In an effort better to understand the broader sweep of events (or some of them), I have been reading some of the earlier accounts of the campaigns in the Northwest Frontier. This extract from "The Story of the Malakand Field Force", by Winston Churchill (1901), writing of the campaign in 1897, is irresistible:

It is, thank heaven, difficult if not impossible for the modern European to fully appreciate the force which fanaticism exercises among an ignorant, warlike and Oriental population. Several generations have elapsed since the nations of the West have drawn the sword in religious controversy, and the evil memories of the gloomy past have soon faded in the strong, clear light of Rationalism and human sympathy.

Indeed it is evident that Christianity, however degraded and distorted by cruelty and intolerance, must always exert a modifying influence on men's passions, and protect them from the more violent forms of fanatical fever, as we are protected from smallpox by vaccination. But the Mahommedan religion increases, instead of lessening, the fury of intolerance.
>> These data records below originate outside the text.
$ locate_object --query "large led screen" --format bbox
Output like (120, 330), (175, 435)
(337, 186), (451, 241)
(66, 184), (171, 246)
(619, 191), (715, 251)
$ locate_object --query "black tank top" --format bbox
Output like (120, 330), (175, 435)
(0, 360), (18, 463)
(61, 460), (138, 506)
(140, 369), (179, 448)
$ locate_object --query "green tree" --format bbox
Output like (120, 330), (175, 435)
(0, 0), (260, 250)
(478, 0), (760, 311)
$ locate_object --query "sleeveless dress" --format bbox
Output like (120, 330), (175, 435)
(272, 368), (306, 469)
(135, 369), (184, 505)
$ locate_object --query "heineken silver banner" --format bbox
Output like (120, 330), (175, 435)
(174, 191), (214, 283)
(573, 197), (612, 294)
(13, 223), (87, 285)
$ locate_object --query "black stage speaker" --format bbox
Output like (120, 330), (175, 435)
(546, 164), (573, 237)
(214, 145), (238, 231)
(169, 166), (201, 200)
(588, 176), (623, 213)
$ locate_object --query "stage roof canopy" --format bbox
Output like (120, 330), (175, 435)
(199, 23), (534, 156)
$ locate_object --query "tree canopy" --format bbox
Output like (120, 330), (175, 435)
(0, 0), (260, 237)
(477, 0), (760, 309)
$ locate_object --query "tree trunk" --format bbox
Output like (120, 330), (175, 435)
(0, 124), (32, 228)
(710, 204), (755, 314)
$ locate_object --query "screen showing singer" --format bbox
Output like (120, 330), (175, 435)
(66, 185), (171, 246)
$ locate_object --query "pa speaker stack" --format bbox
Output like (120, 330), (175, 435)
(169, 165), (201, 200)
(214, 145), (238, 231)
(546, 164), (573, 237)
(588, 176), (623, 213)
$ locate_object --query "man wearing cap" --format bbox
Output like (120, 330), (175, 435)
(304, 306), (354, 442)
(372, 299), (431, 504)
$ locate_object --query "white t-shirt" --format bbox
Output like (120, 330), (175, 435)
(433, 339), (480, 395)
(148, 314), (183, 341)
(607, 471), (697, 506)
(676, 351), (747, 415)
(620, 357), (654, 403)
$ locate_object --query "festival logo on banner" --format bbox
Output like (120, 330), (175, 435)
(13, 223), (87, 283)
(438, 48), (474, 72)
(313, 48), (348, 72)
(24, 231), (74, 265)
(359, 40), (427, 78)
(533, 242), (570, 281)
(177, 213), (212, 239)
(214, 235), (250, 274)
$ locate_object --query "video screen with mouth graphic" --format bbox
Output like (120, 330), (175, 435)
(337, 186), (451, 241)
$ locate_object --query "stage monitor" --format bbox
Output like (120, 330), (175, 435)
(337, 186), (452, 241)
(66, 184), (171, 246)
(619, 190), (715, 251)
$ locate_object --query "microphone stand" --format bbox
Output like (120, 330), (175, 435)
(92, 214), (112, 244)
It was originally propagated by the sword, and ever since, its votaries have been subject, above the people of all other creeds, to this form of madness.

In a moment the fruits of patient toil, the prospects of material prosperity, the fear of death itself, are flung aside. The more emotional Pathans are powerless to resist. All rational considerations are forgotten. Seizing their weapons, they become Ghazis--as dangerous and as sensible as mad dogs: fit only to be treated as such. While the more generous spirits among the tribesmen become convulsed in an ecstasy of religious bloodthirstiness, poorer and more material souls derive additional impulses from the influence of others, the hopes of plunder and the joy of fighting.

Thus whole nations are roused to arms. Thus the Turks repel their enemies, the Arabs of the Soudan break the British squares, and the rising on the Indian frontier spreads far and wide. In each case civilisation is confronted with militant Mahommedanism. The forces of progress clash with those of reaction. The religion of blood and war is face to face with that of peace. Luckily the religion of peace is usually the better armed.
Considering that we are, over 100 years later, confronting exactly the same issues, it is quite remarkable how little things have changed. Each generation thinks it has the answers, each generation feels the need to reinvent the wheel. And for each generation, the old "fuddy duddies" of the past have nothing to offer them.

For all that though, one thing has constantly held in our favour. "Luckily", writes Churchill, "the religion of peace is usually the better armed." Long many it remain so.